对于 STN 的最大优点之一就是:能够将其简单地插入到任何现有的 CNN 中,而无需进行任何修改。
# License: BSD
# Author: Ghassen Hamrouni
from __future__ import print_function
import torch
import torch.nn as nn
import torch.nn.functional as F
import torch.optim as optim
import torchvision
from torchvision import datasets, transforms
import matplotlib.pyplot as plt
import numpy as np
plt.ion() # interactive mode数据集的加载
本文以经典的 MNIST 数据集为例,使用标准卷积网络和空间变换网络。
device = torch.device("cuda" if torch.cuda.is_available() else "cpu")
# Training dataset
train_loader = torch.utils.data.DataLoader(
datasets.MNIST(root='.', train=True, download=True,
transform=transforms.Compose([
transforms.ToTensor(),
transforms.Normalize((0.1307,), (0.3081,))
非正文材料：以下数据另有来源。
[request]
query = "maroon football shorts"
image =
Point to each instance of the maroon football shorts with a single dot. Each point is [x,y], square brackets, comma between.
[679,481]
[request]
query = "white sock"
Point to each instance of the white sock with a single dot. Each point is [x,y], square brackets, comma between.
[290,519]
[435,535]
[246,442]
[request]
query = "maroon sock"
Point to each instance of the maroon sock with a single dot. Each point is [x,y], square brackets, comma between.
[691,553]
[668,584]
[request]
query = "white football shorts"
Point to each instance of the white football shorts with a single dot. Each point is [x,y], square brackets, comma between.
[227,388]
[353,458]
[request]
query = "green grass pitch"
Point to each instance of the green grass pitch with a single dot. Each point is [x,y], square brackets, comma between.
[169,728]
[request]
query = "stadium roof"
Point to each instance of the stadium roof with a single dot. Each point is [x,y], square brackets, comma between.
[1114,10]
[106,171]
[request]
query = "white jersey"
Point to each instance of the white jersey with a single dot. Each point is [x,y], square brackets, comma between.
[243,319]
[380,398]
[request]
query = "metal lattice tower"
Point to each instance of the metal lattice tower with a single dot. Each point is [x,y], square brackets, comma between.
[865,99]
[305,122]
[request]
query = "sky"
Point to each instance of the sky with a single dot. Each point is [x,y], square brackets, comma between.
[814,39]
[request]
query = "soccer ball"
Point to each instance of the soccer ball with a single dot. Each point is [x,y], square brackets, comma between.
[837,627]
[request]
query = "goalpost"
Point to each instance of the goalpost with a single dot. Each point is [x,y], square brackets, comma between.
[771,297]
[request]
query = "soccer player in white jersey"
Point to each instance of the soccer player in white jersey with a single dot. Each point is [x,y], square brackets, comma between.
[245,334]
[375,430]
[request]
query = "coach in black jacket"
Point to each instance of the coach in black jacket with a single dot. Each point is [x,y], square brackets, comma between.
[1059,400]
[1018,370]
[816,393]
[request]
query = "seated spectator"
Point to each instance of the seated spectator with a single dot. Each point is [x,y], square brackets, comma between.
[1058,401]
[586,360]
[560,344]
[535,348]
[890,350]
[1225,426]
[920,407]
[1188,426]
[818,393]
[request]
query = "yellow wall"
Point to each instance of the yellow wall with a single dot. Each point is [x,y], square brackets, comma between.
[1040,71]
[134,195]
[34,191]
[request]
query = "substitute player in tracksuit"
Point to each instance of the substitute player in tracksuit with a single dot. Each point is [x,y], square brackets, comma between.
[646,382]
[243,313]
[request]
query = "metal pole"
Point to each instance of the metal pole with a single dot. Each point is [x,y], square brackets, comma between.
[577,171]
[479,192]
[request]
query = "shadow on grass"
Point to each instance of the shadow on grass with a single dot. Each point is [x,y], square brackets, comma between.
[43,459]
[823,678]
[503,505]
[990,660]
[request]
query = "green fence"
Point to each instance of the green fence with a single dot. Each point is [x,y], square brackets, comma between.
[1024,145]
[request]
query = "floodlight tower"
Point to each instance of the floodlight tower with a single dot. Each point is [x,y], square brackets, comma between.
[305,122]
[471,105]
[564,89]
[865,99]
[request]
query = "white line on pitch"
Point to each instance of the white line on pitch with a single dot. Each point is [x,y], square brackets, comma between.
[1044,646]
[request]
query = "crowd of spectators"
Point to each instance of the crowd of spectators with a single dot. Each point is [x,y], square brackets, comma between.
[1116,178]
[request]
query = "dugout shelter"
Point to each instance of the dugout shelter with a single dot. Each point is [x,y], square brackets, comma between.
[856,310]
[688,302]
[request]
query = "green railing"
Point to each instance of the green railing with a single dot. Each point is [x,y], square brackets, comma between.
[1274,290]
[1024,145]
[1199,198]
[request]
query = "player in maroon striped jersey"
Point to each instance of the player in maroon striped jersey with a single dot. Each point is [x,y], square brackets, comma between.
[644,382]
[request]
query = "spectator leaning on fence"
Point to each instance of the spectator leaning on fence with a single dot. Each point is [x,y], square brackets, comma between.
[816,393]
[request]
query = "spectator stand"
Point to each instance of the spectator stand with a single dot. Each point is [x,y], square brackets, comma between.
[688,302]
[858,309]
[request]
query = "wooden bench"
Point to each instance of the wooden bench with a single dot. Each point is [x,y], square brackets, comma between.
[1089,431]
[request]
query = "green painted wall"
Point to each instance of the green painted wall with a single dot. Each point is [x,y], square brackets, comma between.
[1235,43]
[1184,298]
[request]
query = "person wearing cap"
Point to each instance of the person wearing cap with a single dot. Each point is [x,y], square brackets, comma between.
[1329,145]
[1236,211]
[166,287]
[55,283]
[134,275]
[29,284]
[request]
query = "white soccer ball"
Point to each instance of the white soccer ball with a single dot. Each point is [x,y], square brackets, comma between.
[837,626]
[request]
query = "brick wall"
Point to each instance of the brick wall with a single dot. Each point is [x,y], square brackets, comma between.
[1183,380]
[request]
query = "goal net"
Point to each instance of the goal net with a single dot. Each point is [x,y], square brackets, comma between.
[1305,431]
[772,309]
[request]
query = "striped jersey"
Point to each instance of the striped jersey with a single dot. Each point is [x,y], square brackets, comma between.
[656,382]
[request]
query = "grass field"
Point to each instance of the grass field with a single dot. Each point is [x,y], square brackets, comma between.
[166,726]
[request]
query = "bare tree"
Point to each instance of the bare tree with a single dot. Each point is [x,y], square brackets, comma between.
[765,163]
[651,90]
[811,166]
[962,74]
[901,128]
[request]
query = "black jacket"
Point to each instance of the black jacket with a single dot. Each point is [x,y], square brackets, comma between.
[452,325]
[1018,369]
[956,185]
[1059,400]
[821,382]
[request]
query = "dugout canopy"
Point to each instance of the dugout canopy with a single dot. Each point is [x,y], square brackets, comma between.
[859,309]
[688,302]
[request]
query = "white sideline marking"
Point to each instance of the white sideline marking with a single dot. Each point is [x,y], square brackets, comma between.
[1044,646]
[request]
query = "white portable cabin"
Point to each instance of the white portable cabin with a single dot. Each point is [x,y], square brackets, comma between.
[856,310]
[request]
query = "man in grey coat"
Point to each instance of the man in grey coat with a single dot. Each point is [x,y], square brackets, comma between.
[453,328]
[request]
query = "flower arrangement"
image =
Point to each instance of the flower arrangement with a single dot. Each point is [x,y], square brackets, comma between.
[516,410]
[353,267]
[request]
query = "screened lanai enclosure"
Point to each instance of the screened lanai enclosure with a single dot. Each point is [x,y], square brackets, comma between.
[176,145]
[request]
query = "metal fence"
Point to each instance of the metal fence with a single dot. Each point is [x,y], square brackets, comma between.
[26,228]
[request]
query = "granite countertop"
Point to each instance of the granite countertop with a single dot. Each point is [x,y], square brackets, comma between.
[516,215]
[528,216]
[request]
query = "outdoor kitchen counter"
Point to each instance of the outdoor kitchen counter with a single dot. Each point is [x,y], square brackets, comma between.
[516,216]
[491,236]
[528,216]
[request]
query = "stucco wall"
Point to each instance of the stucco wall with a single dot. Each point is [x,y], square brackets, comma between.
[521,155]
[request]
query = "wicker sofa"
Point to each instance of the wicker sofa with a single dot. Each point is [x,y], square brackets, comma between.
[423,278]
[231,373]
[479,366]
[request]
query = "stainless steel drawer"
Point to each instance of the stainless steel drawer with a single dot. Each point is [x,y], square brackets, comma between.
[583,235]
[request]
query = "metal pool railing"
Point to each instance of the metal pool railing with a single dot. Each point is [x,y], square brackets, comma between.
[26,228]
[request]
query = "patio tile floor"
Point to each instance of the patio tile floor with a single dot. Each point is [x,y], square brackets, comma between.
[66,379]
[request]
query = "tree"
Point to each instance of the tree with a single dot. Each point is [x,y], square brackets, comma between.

])), batch_size=64, shuffle=True, num_workers=4)
# Test dataset
test_loader = torch.utils.data.DataLoader(
datasets.MNIST(root='.', train=False, transform=transforms.Compose([
transforms.ToTensor(),
transforms.Normalize((0.1307,), (0.3081,))
])), batch_size=64, shuffle=True, num_workers=4)空间变换网络的介绍
空间变换网络主要由三个主要部分组成:
- 本地网络(Localisation Network): 本地网络为常规的 CNN,是一个用来回归变换参数θ的网络。
- 网格生成器(Grid Genator): 网格生成器在输入图像中生成与输出图像的每个像素相对应的坐标网络。
- 采样器(Sampler): 采样器利用采样网络和输入的特征图同时作为输入,然后输入,得到了特征图经过变换之后的结果。
定义网络
class Net(nn.Module):
def __init__(self):
super(Net, self).__init__()
self.conv1 = nn.Conv2d(1, 10, kernel_size=5)
self.conv2 = nn.Conv2d(10, 20, kernel_size=5)
self.conv2_drop = nn.Dropout2d()
self.fc1 = nn.Linear(320, 50)
self.fc2 = nn.Linear(50, 10)
# Spatial transformer localization-network
self.localization = nn.Sequential(
nn.Conv2d(1, 8, kernel_size=7),
nn.MaxPool2d(2, stride=2),
nn.ReLU(True),
nn.Conv2d(8, 10, kernel_size=5),
nn.MaxPool2d(2, stride=2),
nn.ReLU(True)
)
# Regressor for the 3 * 2 affine matrix
self.fc_loc = nn.Sequential(
nn.Linear(10 * 3 * 3, 32),
nn.ReLU(True),
nn.Linear(32, 3 * 2)
)
# Initialize the weights/bias with identity transformation
self.fc_loc[2].weight.data.zero_()
self.fc_loc[2].bias.data.copy_(torch.tensor([1, 0, 0, 0, 1, 0], dtype=torch.float))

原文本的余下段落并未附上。